A very prestigious cardiologist died, and was given a very elaborate
funeral by the hospital he worked for most of his life.... A huge
heart... Covered in flowers stood behind the casket during the service
as all the doctors from the hospital sat in awe.
Following the eulogy, the heart opened, and the casket was rolled
inside. The heart then closed, sealing the doctor in the beautiful heart
forever.
At that point, one of the mourners burst into laughter. When all eyes
stared at him, he said, 'I am so sorry, I was just thinking of my own
funeral.... I'm a gynecologist.'
The proctologist fainted.
Boudreaux was out in da field talkin' wit his friend Thibodeaux.

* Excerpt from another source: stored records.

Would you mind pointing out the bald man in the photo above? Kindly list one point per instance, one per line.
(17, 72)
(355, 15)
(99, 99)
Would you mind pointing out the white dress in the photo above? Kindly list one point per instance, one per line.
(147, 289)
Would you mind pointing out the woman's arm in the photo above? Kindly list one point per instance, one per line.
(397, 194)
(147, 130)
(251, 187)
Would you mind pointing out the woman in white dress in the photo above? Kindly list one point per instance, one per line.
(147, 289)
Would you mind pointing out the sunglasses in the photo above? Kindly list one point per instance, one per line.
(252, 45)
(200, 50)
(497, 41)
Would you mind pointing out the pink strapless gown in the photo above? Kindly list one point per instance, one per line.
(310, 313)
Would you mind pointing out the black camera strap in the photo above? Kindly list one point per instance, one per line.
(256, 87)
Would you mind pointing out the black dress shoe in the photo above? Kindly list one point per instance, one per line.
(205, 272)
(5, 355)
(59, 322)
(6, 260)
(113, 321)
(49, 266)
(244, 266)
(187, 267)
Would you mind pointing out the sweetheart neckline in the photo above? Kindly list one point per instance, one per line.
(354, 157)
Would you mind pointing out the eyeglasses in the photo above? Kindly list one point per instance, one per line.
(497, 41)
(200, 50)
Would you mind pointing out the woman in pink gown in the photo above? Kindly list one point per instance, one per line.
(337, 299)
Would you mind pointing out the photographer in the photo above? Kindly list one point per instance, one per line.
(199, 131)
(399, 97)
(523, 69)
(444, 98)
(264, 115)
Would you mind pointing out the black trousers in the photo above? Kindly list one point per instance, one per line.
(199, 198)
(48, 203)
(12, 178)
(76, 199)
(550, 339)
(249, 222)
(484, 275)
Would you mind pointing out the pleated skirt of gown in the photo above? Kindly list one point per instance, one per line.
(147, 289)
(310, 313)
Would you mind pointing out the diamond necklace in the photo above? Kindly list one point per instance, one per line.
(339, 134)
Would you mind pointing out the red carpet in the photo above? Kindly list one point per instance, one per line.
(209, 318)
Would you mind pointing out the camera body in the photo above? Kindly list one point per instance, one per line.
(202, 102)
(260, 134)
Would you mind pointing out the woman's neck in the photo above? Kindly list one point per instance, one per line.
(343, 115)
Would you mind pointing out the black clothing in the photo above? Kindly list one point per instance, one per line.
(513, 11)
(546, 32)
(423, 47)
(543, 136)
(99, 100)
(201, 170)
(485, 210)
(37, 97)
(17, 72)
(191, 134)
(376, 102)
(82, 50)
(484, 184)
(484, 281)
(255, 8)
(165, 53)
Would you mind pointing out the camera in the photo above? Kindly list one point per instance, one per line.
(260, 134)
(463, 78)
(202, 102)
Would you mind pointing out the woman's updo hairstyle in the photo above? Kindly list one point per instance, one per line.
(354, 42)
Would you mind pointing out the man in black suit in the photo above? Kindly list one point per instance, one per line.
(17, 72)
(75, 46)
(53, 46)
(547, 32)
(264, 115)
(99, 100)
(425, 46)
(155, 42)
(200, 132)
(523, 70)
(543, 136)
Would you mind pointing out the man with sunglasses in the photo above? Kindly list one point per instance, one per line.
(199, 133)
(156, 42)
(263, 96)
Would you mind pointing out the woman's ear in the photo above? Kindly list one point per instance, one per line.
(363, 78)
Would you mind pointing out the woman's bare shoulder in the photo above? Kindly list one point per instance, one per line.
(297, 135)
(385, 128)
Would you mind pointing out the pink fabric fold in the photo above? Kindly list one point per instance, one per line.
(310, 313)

Thibodeaux said, "Boudreaux, you see dat ole barn out dere? Well man,
it's completely infestered wit rats. I tried everything I know an can't
get rid of em." Boudreaux say, "Thibodeaux, I know xactly how to get rid
of dem rats. You gotta get you one of dem bull constriptors." Thibodeaux
say, "What's a bull constriptor?" Boudreaux explains, "Man, dats one of
dem big ole snakes and he loves to eat rats and swallers dem whole, all
at once."Well, da nex day Thibodeaux went down to Klibert's Reptile Farm and bought him da biggest bull constripter dat dey got. He brought dat snake to da barn an let him loose right in da middle and just sat dere
and watched. Well, Thibodeaux was watchin' for a long time, I mean long, an dere wasn't nuttin ' happening. Dat big ole snake jus curled up
hisself in da middle of dat barn and slept all day. He didn't even move
and dem rats jus run all around. So Thibodeaux got real frustrated and he called up Boudreaux on da phone, "Boudreaux, man dats some bad advice bout dat snake. Dem rats is still runnin' al around and dat snake jus lays dere sleepin' all day long." Boudreaux says, "Man, Thibodeaux, I
know just what to do. Give dat snake some Viagra." Thibodeaux say, "What? Viagra! What's dat gonna do?" Boudreaux say, "I was just listening to da radio and de man say dat Viagra is da best ting to use for a 'reptile dysfunction'!"